SOMOSGAY is an LGBT rights organization based in Asuncion, Paraguay, committed to creating effective strategies against homophobia, defending and advancing human rights, and improving HIV prevention, treatment and care. SOMOSGAY works to build a supportive, pluralistic, democratic, equitable and inclusive Paraguayan society in which lesbian, gay, bisexual and transgender people live happily with full equality in their homes, schools and workplaces.

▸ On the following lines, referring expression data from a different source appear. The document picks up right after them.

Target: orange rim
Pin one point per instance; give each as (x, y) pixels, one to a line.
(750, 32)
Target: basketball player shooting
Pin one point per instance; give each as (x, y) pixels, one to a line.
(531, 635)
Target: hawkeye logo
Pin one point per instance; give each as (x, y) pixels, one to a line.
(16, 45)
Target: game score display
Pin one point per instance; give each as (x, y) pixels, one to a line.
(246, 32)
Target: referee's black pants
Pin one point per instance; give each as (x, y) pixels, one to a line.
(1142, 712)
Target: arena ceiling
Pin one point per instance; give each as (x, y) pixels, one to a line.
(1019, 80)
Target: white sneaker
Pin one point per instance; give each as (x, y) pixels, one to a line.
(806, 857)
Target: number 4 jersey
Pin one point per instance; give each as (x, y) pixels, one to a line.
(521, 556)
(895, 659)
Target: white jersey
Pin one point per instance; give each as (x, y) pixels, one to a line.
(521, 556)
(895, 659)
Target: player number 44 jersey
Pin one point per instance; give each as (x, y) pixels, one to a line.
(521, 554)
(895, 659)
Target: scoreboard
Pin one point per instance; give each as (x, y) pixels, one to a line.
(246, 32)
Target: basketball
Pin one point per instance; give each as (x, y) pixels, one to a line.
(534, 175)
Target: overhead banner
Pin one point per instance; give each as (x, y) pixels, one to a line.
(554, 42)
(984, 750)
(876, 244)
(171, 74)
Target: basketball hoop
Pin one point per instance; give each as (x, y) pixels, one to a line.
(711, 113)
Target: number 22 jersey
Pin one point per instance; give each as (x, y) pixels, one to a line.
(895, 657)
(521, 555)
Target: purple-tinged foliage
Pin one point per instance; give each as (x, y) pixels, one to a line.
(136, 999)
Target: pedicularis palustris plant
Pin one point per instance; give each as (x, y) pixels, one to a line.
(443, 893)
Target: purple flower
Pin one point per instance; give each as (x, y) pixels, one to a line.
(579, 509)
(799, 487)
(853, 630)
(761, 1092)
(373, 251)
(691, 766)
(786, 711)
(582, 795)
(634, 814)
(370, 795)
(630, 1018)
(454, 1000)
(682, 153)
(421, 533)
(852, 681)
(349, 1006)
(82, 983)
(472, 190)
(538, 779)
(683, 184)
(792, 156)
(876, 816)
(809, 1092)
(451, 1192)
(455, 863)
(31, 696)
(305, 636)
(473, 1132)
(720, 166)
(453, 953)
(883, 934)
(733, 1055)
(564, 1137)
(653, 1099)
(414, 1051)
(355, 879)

Global Network of People Living with HIV North America (GNP+ NA), United States
Laurel Sprague is the Regional Coordinator for the Global Network of People Living with HIV, North America (GNP+NA) and the Research Director for The SERO Project, a not-for-profit human rights organization promoting the empowerment of people with HIV, combating HIV-related stigma and advocating for sound public health and HIV prevention policies. Laurel has worked in the field of HIV since her own positive diagnosis in 1991 in the areas of prevention, community planning, advocacy, education, and research. She currently works primarily with grassroots and community-based organizations to support participative, community-based research projects and to conduct qualitative and quantitative program evaluations.
Laurel has provided technical assistance for the PLHIV Stigma Index to local, national, and global organizations and to networks of people living with HIV in countries in North America, Sub-Saharan Africa, Central and Eastern Europe, and Central Asia. She has assisted the UNAIDS PCB NGO Delegation in research and analysis on HIV stigma, discrimination, and criminalization and has published papers and reports on workplace discrimination and barriers to HIV prevention, treatment, care, and support. In addition, she serves as a member of the Stigma Indicator Working Group convened by UNAIDS to develop common global indicators for measuring HIV-related stigma, the Stigma in Healthcare Settings Working Group convened by the Health Policy Project and USAID, and the National Working Positive Coalition, a collaborative of researchers, advocates, and people living with HIV who use research and advocacy to improve sustainable employment and the financial well-being of people living with HIV.
Laurel teaches Political Theory at Eastern Michigan University and is a PhD candidate at Wayne State University in Detroit, Michigan.Her research focuses on global civil society, democratic processes, and the resilience and resistance of marginalized peoples, particularly when faced with stigma and discrimination, criminalization, and human rights abuses.
Canadian Aboriginal AIDS Network, Canada
Trevor is a 50-year old man from the Mississaugas of the New Credit First Nation near Toronto, Canada with mixed English and Ojibwe heritage. Diagnosed with HIV in 1990, Trevor turned to his community and the Indigenous HIV & AIDS movement for support and became an activist, volunteer and consultant at the local, national and regional levels. He is now the Coordinator for the International Indigenous Working Group on HIV & AIDS (IIWGHA) for its host organization, the Canadian Aboriginal AIDS Network (CAAN). Trevor is one of two Liaisons for Aboriginal People living with HIV & AIDS (APHA Liaison) at CAAN. For the past 6 years, Trevor has been a board member of the Canadian AIDS Treatment Information Exchange (CATIE).